Dimensions 300 x 210mm
Reliure folios attachés par le coin gauche haut par une ficelle entre 2 folios cartonnés
Biographie ou histoire Schickele (René) (* 04.08.1883, Obernai - + à Vence mais inhumé 31.01.1940, Lipburg, près de Badenweiler, Allemagne), fut écrivain de langue allemande. Bien que né à Obernai, son père y étant en poste, la maison familiale se trouvait à Mutzig, fief des vignerons Schickele depuis le XVIIIe siècle. Bilingue dès son jeune âge, mais par la force de l'histoire, la langue d'écriture de l'écrivain allait être l'allemand, l'Alsace étant passé sous le Reichsland Elsass-Lothringen. Comme son compatriote Alsacien, Ernst Stadler (1883-1914), René Schickelelien voulait faire de l'Alsace, partagée entre la France et l'Allemagne, un lieu de rencontre et de conciliation des cultures française et allemande. Le destin de cette Alsace, à la suite de la Première Guerre mondiale, se retrouva au centre d'un de ses principaux romans "Hans im Schnockaloch" (1916) et par la suite dans "Das Erben am Rhein" (1925-1931).

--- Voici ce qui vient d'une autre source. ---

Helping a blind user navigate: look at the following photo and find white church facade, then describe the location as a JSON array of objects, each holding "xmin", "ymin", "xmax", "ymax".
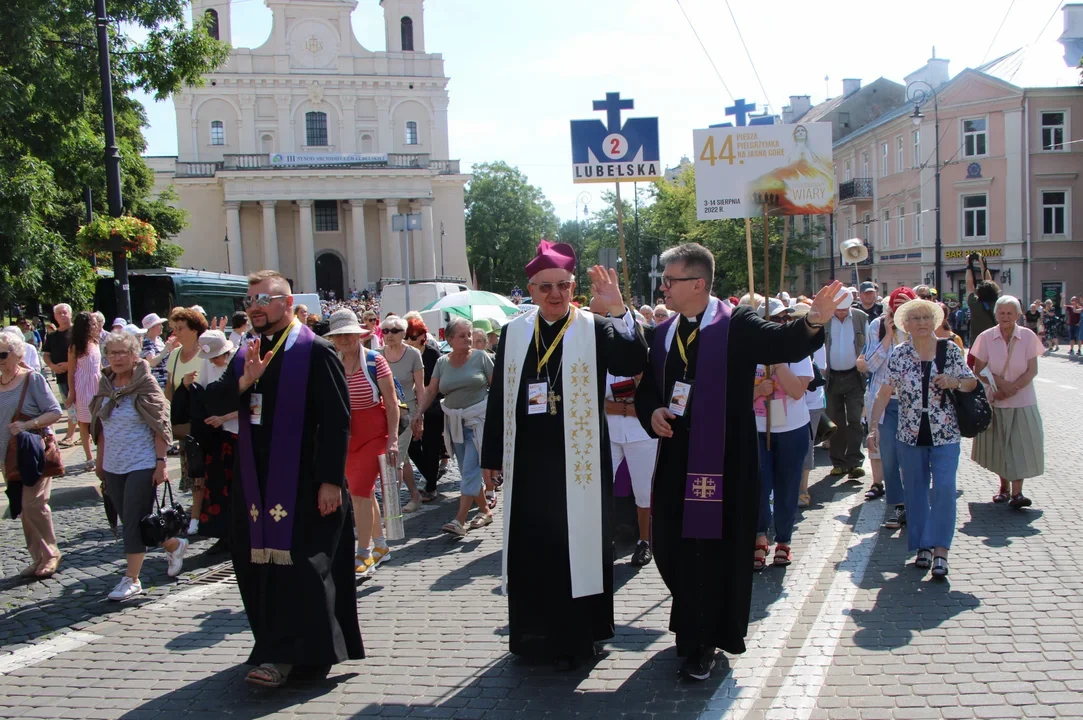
[{"xmin": 146, "ymin": 0, "xmax": 470, "ymax": 297}]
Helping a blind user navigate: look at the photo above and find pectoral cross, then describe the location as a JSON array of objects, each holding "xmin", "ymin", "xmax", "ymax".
[{"xmin": 548, "ymin": 389, "xmax": 560, "ymax": 415}]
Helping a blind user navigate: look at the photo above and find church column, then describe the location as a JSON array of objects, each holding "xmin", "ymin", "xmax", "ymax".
[
  {"xmin": 225, "ymin": 201, "xmax": 245, "ymax": 275},
  {"xmin": 297, "ymin": 200, "xmax": 317, "ymax": 292},
  {"xmin": 347, "ymin": 200, "xmax": 368, "ymax": 290},
  {"xmin": 421, "ymin": 200, "xmax": 436, "ymax": 277},
  {"xmin": 377, "ymin": 200, "xmax": 403, "ymax": 277},
  {"xmin": 260, "ymin": 200, "xmax": 278, "ymax": 271},
  {"xmin": 376, "ymin": 95, "xmax": 395, "ymax": 153}
]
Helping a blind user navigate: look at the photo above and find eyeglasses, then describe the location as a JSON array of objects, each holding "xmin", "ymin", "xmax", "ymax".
[
  {"xmin": 531, "ymin": 280, "xmax": 574, "ymax": 294},
  {"xmin": 242, "ymin": 292, "xmax": 289, "ymax": 310},
  {"xmin": 662, "ymin": 275, "xmax": 700, "ymax": 288}
]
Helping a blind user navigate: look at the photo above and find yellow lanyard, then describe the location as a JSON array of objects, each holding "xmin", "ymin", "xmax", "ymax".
[
  {"xmin": 675, "ymin": 328, "xmax": 700, "ymax": 377},
  {"xmin": 534, "ymin": 310, "xmax": 575, "ymax": 377},
  {"xmin": 256, "ymin": 318, "xmax": 297, "ymax": 384}
]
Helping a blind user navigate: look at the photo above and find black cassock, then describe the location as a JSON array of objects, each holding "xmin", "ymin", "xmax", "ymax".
[
  {"xmin": 481, "ymin": 316, "xmax": 647, "ymax": 659},
  {"xmin": 636, "ymin": 307, "xmax": 823, "ymax": 657},
  {"xmin": 206, "ymin": 330, "xmax": 365, "ymax": 667}
]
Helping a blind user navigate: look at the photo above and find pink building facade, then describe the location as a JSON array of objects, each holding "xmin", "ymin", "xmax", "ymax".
[{"xmin": 814, "ymin": 67, "xmax": 1083, "ymax": 300}]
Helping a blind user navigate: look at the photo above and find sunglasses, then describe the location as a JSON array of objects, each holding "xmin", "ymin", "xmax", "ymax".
[{"xmin": 243, "ymin": 292, "xmax": 289, "ymax": 310}]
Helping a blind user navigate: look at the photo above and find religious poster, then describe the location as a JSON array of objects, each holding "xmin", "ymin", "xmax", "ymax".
[{"xmin": 693, "ymin": 122, "xmax": 835, "ymax": 220}]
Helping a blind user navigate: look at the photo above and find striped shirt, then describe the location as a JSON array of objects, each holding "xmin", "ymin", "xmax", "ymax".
[{"xmin": 345, "ymin": 349, "xmax": 391, "ymax": 411}]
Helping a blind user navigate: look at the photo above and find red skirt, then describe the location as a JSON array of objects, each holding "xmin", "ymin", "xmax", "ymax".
[{"xmin": 345, "ymin": 403, "xmax": 388, "ymax": 497}]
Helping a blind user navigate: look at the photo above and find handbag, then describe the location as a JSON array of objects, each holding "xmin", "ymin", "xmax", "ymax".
[
  {"xmin": 139, "ymin": 480, "xmax": 188, "ymax": 548},
  {"xmin": 813, "ymin": 411, "xmax": 838, "ymax": 445},
  {"xmin": 4, "ymin": 374, "xmax": 64, "ymax": 483},
  {"xmin": 936, "ymin": 340, "xmax": 993, "ymax": 437}
]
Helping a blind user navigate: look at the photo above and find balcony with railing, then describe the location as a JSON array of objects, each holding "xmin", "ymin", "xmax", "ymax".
[
  {"xmin": 175, "ymin": 153, "xmax": 459, "ymax": 178},
  {"xmin": 838, "ymin": 178, "xmax": 873, "ymax": 202}
]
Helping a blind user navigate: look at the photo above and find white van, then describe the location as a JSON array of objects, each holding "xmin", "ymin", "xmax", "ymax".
[
  {"xmin": 293, "ymin": 292, "xmax": 327, "ymax": 320},
  {"xmin": 380, "ymin": 283, "xmax": 470, "ymax": 340}
]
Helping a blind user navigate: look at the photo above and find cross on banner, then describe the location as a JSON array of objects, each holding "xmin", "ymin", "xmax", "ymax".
[{"xmin": 595, "ymin": 92, "xmax": 632, "ymax": 132}]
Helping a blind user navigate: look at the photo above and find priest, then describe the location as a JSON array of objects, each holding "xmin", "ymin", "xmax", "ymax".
[
  {"xmin": 636, "ymin": 243, "xmax": 841, "ymax": 680},
  {"xmin": 206, "ymin": 271, "xmax": 364, "ymax": 688},
  {"xmin": 481, "ymin": 240, "xmax": 647, "ymax": 669}
]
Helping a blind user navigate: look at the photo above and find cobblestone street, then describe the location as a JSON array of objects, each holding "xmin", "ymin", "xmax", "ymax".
[{"xmin": 0, "ymin": 352, "xmax": 1083, "ymax": 720}]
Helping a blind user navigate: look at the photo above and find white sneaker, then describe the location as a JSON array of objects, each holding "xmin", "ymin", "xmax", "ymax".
[
  {"xmin": 109, "ymin": 575, "xmax": 143, "ymax": 602},
  {"xmin": 166, "ymin": 538, "xmax": 188, "ymax": 577}
]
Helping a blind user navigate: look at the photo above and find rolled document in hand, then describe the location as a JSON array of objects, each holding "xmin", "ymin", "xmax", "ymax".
[{"xmin": 379, "ymin": 455, "xmax": 406, "ymax": 540}]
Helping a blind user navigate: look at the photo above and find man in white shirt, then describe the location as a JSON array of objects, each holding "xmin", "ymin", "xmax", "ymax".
[{"xmin": 824, "ymin": 293, "xmax": 869, "ymax": 480}]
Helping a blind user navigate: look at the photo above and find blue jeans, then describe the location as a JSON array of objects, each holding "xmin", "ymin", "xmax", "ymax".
[
  {"xmin": 756, "ymin": 426, "xmax": 812, "ymax": 545},
  {"xmin": 452, "ymin": 428, "xmax": 482, "ymax": 497},
  {"xmin": 898, "ymin": 443, "xmax": 958, "ymax": 552},
  {"xmin": 879, "ymin": 400, "xmax": 909, "ymax": 504}
]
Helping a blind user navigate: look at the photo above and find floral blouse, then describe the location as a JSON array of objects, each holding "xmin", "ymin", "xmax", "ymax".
[{"xmin": 888, "ymin": 342, "xmax": 974, "ymax": 446}]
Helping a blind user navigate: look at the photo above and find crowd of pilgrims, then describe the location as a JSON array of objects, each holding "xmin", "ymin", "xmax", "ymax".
[{"xmin": 0, "ymin": 240, "xmax": 1045, "ymax": 688}]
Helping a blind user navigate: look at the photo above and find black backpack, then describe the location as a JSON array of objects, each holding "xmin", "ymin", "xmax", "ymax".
[{"xmin": 936, "ymin": 340, "xmax": 993, "ymax": 437}]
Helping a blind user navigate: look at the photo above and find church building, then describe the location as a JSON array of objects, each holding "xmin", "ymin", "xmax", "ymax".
[{"xmin": 146, "ymin": 0, "xmax": 470, "ymax": 297}]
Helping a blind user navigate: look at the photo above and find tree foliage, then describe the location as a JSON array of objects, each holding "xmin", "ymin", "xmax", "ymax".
[
  {"xmin": 466, "ymin": 162, "xmax": 560, "ymax": 294},
  {"xmin": 0, "ymin": 0, "xmax": 229, "ymax": 306}
]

Les relations franco-allemandes restèrent au centre de ses préoccupations. Malgré sa nationalité française, il fut reconnu écrivain et élu à l'Académie allemande (Preussische Akademie der Künste, Sektion für Dichtkunst). Mais à la montée du national-socialisme, il quitta l'Allemagne pour le sud de la France, où il y continua ses écritures en langue allemande, notamment des oeuvres romanesques, telles que "Die Witwe Bosca" et "Die Flaschenpost", participant ainsi à la littérature allemande de l'exil anti-fascite. Il tenta également un essai autobiographique en langue française et maternelle qui fut la langue de sa mère, "Le Retour". Enterré à Vence, sa veuve fit rapatrié ses cendres à Lipburg, près de Badenweiller en Allemagne, selon le souhait du poète. René Schickelé fut un des écrivains les plus importants d'origine alsacienne, promoteur d'une "alsacianité de l'esprit", de la double culture et du bilinguisme, de la réconciliation franco-allemande. Il est devenu la figure emblématique d'une identité alsacienne ouverte et émancipée, qui sera la référence du mouvement identitaire dans le dernier tiers du XXe siècle.
Biographie ou histoire Gesellschaft der Freunde René Schickele's, la Société René Schickele (français : Culture et Bilinguisme d'Alsace et de Moselle ) est une association, qui opère en Alsace et en Lorraine allemande et s'engage pour la préservation et le maintien de la langue régionale allemande sous ses deux formes, les dialectes et l'allemand standard . La société porte le nom de l'écrivain alsacien germanophone René Schickele , un homme dont la vie et l'œuvre sont une expression d'ouverture aux deux mondes culturels français et allemand.